India's recorded history of clothing goes back to the Indus Valley Civilisation where cotton was spun, woven and dyed. Around the 1st century AD, new trade routes created a cultural exchange with Central Asia and Europe. Romans bought indigo for dyeing and trade with China introduced silk textiles into India.  

Dyeing of clothes in ancient India was practiced as an art form. The most subtle of shades were categorised. The Vishnudharmottara identifies five tones of white - Ivory, Jasmine, August moon, August clouds and the conch shell. Apart from the ancient technique of mordant dyeing, resist dyeing and Kalamkari techniques were hugely popular and widely exported.

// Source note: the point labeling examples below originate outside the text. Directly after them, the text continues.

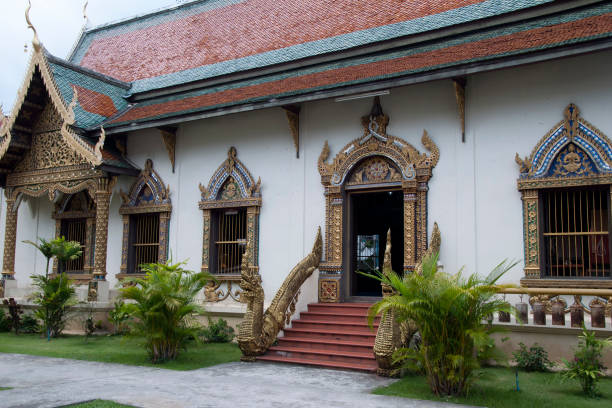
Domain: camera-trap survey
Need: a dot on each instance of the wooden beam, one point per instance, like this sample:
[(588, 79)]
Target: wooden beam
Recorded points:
[(459, 84), (293, 117), (169, 137)]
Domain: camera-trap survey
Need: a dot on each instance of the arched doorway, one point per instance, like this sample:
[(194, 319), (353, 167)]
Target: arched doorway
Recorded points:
[(369, 182)]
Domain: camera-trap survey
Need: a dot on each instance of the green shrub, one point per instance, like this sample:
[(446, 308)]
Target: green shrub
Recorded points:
[(448, 311), (587, 366), (54, 297), (533, 359), (30, 324), (5, 324), (163, 308), (14, 315), (218, 332), (118, 316)]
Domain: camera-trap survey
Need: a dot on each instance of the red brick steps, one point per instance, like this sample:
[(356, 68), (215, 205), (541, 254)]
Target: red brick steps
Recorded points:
[(333, 335)]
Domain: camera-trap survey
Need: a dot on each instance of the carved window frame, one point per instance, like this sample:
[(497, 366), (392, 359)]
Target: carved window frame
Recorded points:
[(62, 213), (213, 197), (132, 205), (545, 169), (412, 171)]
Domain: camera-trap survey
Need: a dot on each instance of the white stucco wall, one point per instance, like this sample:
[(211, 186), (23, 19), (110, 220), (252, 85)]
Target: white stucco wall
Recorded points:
[(472, 195)]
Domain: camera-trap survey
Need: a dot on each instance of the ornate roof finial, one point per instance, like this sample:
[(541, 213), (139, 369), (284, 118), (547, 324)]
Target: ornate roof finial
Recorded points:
[(100, 144), (85, 13), (35, 41)]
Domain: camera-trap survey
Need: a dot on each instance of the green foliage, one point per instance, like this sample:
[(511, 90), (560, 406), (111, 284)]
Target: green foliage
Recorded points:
[(15, 313), (5, 323), (54, 296), (60, 248), (119, 316), (448, 311), (587, 367), (533, 359), (29, 324), (163, 308), (218, 332)]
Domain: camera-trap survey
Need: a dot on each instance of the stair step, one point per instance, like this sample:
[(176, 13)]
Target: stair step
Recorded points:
[(369, 367), (340, 307), (348, 352), (337, 334), (322, 324), (326, 344), (335, 317)]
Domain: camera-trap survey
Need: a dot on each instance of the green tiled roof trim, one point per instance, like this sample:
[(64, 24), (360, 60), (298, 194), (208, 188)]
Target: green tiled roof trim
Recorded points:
[(492, 33), (449, 18), (66, 76)]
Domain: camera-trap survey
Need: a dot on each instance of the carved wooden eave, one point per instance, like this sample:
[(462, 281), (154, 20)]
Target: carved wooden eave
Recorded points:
[(169, 137), (15, 132), (293, 118), (459, 85)]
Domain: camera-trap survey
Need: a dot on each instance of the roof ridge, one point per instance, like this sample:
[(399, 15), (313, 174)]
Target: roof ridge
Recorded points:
[(136, 17), (87, 71)]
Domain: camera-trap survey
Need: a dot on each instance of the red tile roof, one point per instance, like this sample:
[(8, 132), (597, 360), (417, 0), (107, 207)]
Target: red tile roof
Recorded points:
[(246, 28), (95, 102), (504, 44)]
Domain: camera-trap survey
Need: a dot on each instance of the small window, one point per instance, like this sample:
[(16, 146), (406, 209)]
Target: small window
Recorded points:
[(575, 233), (230, 240), (74, 230), (144, 240)]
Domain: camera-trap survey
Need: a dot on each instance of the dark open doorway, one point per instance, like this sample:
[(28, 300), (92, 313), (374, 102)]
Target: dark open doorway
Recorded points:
[(371, 215)]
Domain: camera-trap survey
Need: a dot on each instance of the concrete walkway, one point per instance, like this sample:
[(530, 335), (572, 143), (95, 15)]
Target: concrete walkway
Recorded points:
[(53, 382)]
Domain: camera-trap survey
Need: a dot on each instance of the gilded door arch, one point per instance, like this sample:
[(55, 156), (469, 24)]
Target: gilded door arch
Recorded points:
[(374, 160)]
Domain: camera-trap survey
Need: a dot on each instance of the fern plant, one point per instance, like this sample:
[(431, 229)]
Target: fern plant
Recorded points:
[(448, 311), (163, 308)]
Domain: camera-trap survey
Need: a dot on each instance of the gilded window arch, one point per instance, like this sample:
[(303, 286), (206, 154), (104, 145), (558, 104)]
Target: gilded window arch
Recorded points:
[(148, 195), (75, 219), (573, 155), (374, 159), (231, 187)]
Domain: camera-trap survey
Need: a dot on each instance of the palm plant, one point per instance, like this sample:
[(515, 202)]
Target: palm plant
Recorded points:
[(54, 296), (164, 307), (448, 311), (47, 248)]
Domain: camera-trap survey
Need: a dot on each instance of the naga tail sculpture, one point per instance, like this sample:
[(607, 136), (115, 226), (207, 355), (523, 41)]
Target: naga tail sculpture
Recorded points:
[(259, 330), (392, 335)]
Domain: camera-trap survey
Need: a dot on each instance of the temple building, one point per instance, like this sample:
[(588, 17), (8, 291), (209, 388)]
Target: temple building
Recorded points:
[(190, 132)]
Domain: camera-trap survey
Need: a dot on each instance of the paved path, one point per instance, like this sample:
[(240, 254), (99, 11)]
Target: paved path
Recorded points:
[(53, 382)]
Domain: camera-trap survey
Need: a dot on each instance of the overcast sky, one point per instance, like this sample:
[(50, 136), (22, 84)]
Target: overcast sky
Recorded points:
[(59, 23)]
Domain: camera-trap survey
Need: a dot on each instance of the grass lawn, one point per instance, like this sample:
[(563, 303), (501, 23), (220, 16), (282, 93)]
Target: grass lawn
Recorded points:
[(495, 388), (116, 349), (100, 404)]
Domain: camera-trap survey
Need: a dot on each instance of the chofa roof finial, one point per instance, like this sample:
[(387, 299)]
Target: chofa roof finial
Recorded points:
[(35, 41)]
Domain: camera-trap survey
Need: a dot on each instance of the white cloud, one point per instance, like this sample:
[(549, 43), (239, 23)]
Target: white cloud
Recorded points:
[(59, 23)]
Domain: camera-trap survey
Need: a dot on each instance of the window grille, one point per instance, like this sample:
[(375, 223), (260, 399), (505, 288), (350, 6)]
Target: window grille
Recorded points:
[(231, 240), (576, 233), (145, 241), (74, 230)]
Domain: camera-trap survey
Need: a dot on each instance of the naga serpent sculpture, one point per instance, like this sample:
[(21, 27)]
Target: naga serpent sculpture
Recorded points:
[(392, 335), (259, 330)]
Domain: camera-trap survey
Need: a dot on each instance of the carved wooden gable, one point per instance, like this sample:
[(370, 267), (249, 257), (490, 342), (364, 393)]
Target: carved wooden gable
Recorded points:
[(49, 149)]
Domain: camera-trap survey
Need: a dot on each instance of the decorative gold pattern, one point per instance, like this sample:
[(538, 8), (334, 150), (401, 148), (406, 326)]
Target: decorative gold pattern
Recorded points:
[(148, 194), (259, 330), (231, 186), (329, 291), (377, 159), (560, 159)]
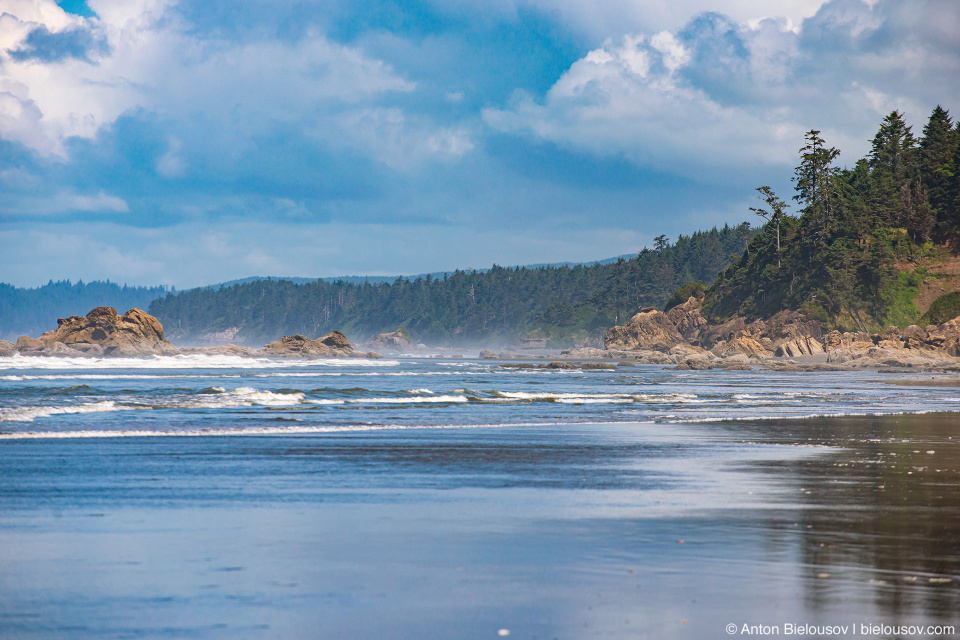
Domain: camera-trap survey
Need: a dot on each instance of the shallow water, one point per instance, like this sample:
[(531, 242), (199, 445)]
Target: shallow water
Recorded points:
[(667, 514)]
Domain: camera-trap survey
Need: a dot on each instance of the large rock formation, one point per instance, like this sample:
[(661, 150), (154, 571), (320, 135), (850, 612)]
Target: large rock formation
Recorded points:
[(7, 348), (332, 345), (688, 319), (102, 332), (649, 329), (778, 339)]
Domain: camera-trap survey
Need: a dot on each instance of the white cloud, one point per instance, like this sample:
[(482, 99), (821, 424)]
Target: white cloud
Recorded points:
[(196, 255), (150, 61), (70, 202), (717, 97)]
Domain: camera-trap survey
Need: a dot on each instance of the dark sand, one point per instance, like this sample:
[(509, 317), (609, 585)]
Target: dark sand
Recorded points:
[(578, 531)]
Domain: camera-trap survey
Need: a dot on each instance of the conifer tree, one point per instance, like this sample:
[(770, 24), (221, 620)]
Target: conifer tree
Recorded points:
[(937, 150)]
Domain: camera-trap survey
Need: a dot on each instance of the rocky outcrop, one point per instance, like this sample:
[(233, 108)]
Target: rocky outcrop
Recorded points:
[(688, 319), (649, 329), (221, 350), (332, 345), (799, 346), (102, 332), (741, 345), (777, 342)]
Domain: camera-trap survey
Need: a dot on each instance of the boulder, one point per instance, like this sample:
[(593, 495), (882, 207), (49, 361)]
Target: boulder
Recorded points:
[(102, 332), (799, 346), (649, 329), (222, 350), (742, 346), (688, 319), (332, 345)]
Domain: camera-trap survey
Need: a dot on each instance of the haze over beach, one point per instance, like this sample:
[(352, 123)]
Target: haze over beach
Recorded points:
[(720, 399)]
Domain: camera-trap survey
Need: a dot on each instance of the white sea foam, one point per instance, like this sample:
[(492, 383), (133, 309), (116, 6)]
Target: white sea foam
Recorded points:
[(183, 361), (438, 399), (595, 398), (29, 414), (240, 397), (257, 431)]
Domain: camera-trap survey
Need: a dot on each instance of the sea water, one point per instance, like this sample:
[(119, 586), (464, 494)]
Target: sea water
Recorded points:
[(219, 497)]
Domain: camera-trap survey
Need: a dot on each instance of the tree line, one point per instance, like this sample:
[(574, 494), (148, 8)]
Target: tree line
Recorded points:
[(562, 305), (31, 311), (849, 257)]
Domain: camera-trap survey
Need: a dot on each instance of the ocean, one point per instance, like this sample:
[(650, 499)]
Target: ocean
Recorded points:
[(219, 497)]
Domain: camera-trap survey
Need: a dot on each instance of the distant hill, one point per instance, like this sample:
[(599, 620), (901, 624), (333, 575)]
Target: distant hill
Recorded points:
[(556, 305), (31, 311), (871, 243), (561, 303), (436, 275)]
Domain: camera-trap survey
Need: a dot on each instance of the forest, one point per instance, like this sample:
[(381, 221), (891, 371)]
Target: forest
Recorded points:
[(855, 255), (31, 311), (863, 241), (560, 305)]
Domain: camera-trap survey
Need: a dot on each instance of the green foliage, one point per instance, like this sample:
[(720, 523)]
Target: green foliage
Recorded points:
[(569, 305), (903, 311), (837, 261), (681, 295), (33, 311), (944, 308)]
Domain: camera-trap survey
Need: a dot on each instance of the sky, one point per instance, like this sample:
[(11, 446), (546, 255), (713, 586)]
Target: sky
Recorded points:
[(187, 142)]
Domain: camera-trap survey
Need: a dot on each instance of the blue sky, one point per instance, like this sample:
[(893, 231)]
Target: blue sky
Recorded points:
[(188, 142)]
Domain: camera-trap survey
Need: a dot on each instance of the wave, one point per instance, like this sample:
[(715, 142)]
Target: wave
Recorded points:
[(28, 414), (257, 431), (189, 361)]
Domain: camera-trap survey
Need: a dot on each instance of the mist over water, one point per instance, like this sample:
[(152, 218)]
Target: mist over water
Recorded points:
[(202, 394), (414, 498)]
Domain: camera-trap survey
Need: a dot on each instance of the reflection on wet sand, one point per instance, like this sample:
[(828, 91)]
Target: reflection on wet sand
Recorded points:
[(883, 510)]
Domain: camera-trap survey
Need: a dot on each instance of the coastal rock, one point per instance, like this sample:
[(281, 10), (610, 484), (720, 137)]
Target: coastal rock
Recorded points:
[(800, 346), (332, 345), (102, 332), (743, 346), (649, 329), (221, 350), (688, 319)]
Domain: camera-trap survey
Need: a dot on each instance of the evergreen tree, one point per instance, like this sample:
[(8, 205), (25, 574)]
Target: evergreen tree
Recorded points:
[(937, 150), (776, 213), (893, 162)]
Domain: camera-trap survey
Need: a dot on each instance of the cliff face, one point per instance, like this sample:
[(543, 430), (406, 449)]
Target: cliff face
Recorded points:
[(784, 335), (649, 329)]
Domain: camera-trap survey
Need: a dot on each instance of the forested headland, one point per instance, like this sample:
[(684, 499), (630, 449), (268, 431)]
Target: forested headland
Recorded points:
[(559, 305), (867, 238), (856, 247)]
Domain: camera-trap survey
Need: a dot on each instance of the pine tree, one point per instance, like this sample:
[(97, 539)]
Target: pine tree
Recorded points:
[(937, 150), (776, 213), (893, 162)]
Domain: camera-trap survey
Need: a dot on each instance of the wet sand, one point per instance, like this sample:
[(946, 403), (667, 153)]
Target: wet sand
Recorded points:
[(926, 382), (595, 530)]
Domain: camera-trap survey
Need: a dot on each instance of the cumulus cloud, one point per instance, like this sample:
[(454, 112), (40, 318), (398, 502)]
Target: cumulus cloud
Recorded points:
[(718, 96), (64, 76)]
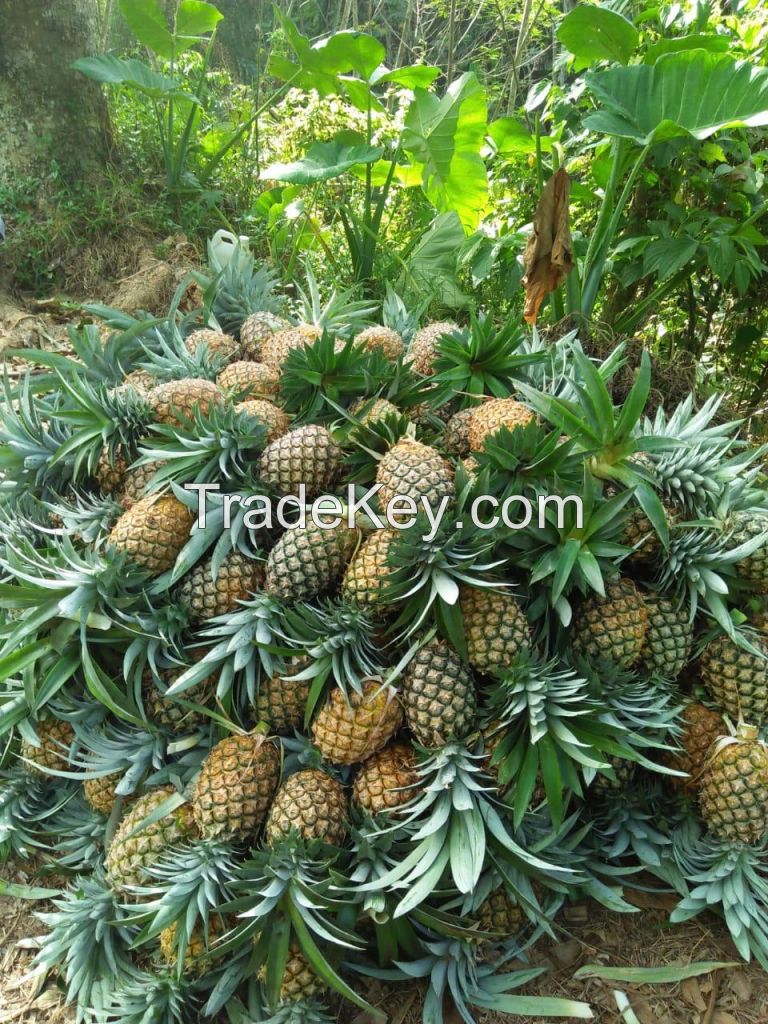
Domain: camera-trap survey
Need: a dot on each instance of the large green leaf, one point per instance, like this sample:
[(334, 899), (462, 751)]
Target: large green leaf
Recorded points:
[(446, 136), (323, 162), (688, 93), (593, 34), (196, 18), (137, 75)]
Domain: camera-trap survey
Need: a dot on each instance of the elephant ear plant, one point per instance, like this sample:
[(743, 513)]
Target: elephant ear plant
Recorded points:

Ajrak was a name given to a unique form of block printed shawls and tiles found in Sindh which display geometric designs and patterns made using block printing by stamps. Similar geometric patterns were found in the Old World around Mesopotamia appearing on various objects, most notably on the royal couch of Tutankhamen. A bust of a priest-king excavated at Mohenjo-daro shows him draped in a piece of cloth that resembles an Ajrak with trefoil pattern etched on it. The tradition still prevails centuries later and the same patterns have been kept alive in the modern Ajrak prints.

For hundreds of years, men have used it as a turban, a cummerbund or wind it around their shoulders or simply drape it over one shoulder. Women use it as a dupatta or a shawl. An Ajrak turban could signify wealth or marriage in the family. Different and distinct blocks are used for men, women, children, young girls, an engaged woman, a married woman and a widowed woman. These garments are popularly dyed blue for keeping cool in summers and red for keeping warm in winters.

In the old days important families would patronise / employ the weavers and printers who would create these garments exclusively for the family members over generations. Interestingly, this craft tradition is one which brings together contributions from the entire community. Traditionally, the dalits are the vankars / weavers, the khatris are they chaps / block printers, and similarly the honey, wood, gum arabic, indigo, fruits and herbs are brought in by different members of the community to be able to create this product.

A complex process of dying and block printing passed on through the generations is followed with precision. Textile is first soaked in camel dung, castor oil, and soda on the first day before being heated in wood fire on the second day. In the third day it is dipped in various herbs. Chuna and gum is used for the outline printing. Iron, jiggery, wheat / gram flour and water is soaked for 10 days and tamarind seed powder is boiled to produce the black colour, while red soil, wheat flour and alum is used to produce the red colour. It is then dipped in indigo and then washed. Different herbs are boiled at 100 degree centigrade to achieve different colours. For example, madder root for terracotta, rubab for olive green, pomegranate and turmeric for forest green, alizarin and mangistha for blood red. In fact it takes so many days to create one garment that to artisans the name Ajrak has actually come to mean “aaj rakh” (keep it for another day) because that is exactly what they have to do after each meticulous step.